The figure below shows a TCP segment encapsulated in an IP datagram:
<--------------- IP datagram ------------------>
++++++++++++++++++++++++++++++++++++++++++++++++
| IP | TCP | TCP |
| Header | Header | Data |
++++++++++++++++++++++++++++++++++++++++++++++++
20 bytes 20 bytes
At-least At-least
TCP header:
+-+-+-+-+-+-+-+-+-+-+-+-+-+-+-+-+-+-+-+-+-+-+-+-+-+-+-+-+-+-+-+-+
| Source Port | Destination Port |
+-+-+-+-+-+-+-+-+-+-+-+-+-+-+-+-+-+-+-+-+-+-+-+-+-+-+-+-+-+-+-+-+
| Sequence Number |
+-+-+-+-+-+-+-+-+-+-+-+-+-+-+-+-+-+-+-+-+-+-+-+-+-+-+-+-+-+-+-+-+
| Acknowledgment Number |
+-+-+-+-+-+-+-+-+-+-+-+-+-+-+-+-+-+-+-+-+-+-+-+-+-+-+-+-+-+-+-+-+
| Data | |U|A|P|R|S|F| |
| Offset| Reserved |R|C|S|S|Y|I| Window |
| | |G|K|H|T|N|N| |
+-+-+-+-+-+-+-+-+-+-+-+-+-+-+-+-+-+-+-+-+-+-+-+-+-+-+-+-+-+-+-+-+
| Checksum | Urgent Pointer |
+-+-+-+-+-+-+-+-+-+-+-+-+-+-+-+-+-+-+-+-+-+-+-+-+-+-+-+-+-+-+-+-+
| Options | Padding |
+-+-+-+-+-+-+-+-+-+-+-+-+-+-+-+-+-+-+-+-+-+-+-+-+-+-+-+-+-+-+-+-+
| data |
+-+-+-+-+-+-+-+-+-+-+-+-+-+-+-+-+-+-+-+-+-+-+-+-+-+-+-+-+-+-+-+-+
To compute a TCP checksum, we need to consider a TCP pseudo header. The TCP pseudo header is used to associate the TCP segment with the IP header. The TCP pseudo header is added to the beginning of the TCP segment only during the checksum calculation, and is not sent as part of the TCP segment. The use of the TCP pseudo header assures the receiver that a routing or fragmentation process did not improperly modify the key fields in the IP header.
+--------+--------+--------+--------+
| Source Address |
+--------+--------+--------+--------+
| Destination Address |
+--------+--------+--------+--------+
| zero |PROTOCOL| TCP Length |
+--------+--------+--------+--------+
- Source Port (2 bytes): The source port number.
- Destination Port (2 bytes): The destination port number.
- Sequence Number (4 bytes): Indicates the outgoing byte-stream-based sequence number of the segment's first octet.
- Acknowledgment Number (4 bytes): If the ACK control bit is set, this field indicates the sequence number of the next octet in the incoming byte stream that the receiver expects to receive.

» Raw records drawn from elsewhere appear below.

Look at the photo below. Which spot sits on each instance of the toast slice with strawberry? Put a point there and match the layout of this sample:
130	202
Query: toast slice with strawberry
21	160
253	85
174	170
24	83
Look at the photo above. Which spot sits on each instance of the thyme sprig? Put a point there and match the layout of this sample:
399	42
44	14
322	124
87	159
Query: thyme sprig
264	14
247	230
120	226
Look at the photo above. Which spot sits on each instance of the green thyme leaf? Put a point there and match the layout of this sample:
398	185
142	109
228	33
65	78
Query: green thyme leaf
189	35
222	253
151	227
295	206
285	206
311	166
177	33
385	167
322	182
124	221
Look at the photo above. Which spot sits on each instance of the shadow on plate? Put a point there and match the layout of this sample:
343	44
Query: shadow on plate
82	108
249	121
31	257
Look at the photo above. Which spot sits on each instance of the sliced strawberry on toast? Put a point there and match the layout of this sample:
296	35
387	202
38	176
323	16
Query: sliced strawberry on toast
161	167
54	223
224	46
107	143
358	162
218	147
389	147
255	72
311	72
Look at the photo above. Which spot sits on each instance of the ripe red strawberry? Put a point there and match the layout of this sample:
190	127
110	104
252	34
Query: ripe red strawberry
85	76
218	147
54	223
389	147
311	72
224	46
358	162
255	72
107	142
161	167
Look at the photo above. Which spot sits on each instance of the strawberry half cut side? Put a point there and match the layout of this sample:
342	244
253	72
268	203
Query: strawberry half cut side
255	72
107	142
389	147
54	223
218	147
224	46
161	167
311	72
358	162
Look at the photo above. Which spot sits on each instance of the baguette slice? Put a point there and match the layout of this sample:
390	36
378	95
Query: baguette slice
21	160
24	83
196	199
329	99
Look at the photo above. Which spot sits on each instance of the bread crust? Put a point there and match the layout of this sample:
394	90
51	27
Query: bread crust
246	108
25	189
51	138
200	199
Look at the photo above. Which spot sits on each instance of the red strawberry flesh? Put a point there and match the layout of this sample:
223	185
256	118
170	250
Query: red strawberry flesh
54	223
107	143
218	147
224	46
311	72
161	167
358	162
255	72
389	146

- Data Offset (4 bits): Indicates where the TCP segment data begins. The Data Offset field is also the TCP header's size. Just as in the IP header's Header Length field, the Data Offset field is the number of 32-bit words (4-byte blocks) in the TCP header. For the smallest TCP header (no options), the Data Offset field is set to 5 (0x5), indicating that the segment data begins in the twentieth octet offset starting from the beginning of the TCP segment (the offset starts its count at 0). With a Data Offset field set to its maximum value of 15 (0xF), the largest TCP header, including TCP options, can be 60 bytes long.
- Reserved (6 bits): Reserved for future use. Must be zero.
- Control Bits (6 bits from left to right):
- URG: Urgent pointer field significant
- ACK: Acknowledgment field significant
- PSH: Push function
- RST: Reset the connection
- SYN: Synchronize sequence numbers
- FIN: No more data from sender
- Window (2 bytes): The number of data octets beginning with the one indicated in the acknowledgment field which the sender of this segment is willing to accept.
- Checksum (2 bytes): The checksum field is the 16 bit one's complement of the one's complement sum of all 16 bit words in the header and text. While computing the checksum, the checksum field itself is replaced with zeros.
- Urgent Pointer (2 bytes): This field communicates the current value of the urgent pointer as a positive offset from the sequence number in this segment. The Urgent Pointer points to the sequence number of the octet following the urgent data. This field is only interpreted in segments with the URG control bit set.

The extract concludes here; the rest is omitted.